Her four-page letter recounted various safety incidents revealed by the Center, including a 2011 episode in which workers at Los Alamos National Laboratories in New Mexico placed plutonium rods dangerously close to one another to take a photograph of them, risking an uncontrolled nuclear chain reaction that would have killed those present.

The facility where the incident occurred is the nation’s only lab capable of fabricating new cores for nuclear weapons and testing old ones to ensure they work, and after the accident that facility was closed for nearly four years while Los Alamos struggled to meet relevant safety standards.

McCaskill asked Klotz to explain the status of the facility and the costs associated with its closure.

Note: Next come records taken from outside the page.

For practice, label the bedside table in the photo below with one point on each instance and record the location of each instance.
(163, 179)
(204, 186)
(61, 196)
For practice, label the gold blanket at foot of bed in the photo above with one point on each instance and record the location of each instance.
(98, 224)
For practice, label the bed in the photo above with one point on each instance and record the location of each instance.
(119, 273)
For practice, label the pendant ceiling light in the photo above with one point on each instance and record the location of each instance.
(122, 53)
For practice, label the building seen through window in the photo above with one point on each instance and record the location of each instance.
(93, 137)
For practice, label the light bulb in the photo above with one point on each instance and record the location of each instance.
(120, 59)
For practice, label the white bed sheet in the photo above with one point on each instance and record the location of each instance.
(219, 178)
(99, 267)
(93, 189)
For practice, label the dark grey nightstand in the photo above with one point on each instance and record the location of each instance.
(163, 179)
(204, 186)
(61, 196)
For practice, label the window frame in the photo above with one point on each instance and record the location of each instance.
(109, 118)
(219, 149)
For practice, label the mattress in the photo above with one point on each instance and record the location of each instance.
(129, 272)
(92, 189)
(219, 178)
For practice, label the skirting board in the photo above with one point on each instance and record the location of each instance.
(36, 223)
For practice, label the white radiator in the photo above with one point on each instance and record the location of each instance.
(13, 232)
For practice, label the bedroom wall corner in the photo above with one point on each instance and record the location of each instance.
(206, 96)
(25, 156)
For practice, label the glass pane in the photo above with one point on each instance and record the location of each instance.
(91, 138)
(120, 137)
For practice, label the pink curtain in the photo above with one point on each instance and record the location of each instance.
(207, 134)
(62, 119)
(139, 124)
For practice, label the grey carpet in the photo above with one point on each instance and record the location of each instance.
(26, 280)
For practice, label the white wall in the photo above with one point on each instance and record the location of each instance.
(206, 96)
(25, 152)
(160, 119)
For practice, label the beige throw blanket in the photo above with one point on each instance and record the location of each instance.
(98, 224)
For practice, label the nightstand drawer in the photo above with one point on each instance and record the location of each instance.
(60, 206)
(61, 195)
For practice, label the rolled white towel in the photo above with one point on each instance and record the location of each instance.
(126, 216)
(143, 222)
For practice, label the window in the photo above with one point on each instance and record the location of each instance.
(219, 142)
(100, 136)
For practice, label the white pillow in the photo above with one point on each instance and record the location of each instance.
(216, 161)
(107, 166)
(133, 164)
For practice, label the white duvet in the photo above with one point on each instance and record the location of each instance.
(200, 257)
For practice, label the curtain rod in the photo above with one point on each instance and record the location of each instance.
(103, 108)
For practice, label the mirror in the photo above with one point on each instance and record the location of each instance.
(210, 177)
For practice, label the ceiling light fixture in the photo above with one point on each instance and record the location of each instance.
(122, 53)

She also asked how much of the $13.9 billion that President Trump has proposed spending at NNSA during the next fiscal year would be dedicated to improving safety, and whether NNSA plans to sanction the private contractors that operate the nation’s nuclear weapons facilities for their safety lapses, beyond the relatively slight penalties it has imposed so far.

NNSA spokesman Greg Wolf did not immediately reply to a request for comment. He has previously said “NNSA has uncompromising standards for our laboratories, plants, and sites to perform work in a safe and secure manner that protects our employees, our facilities and the public.”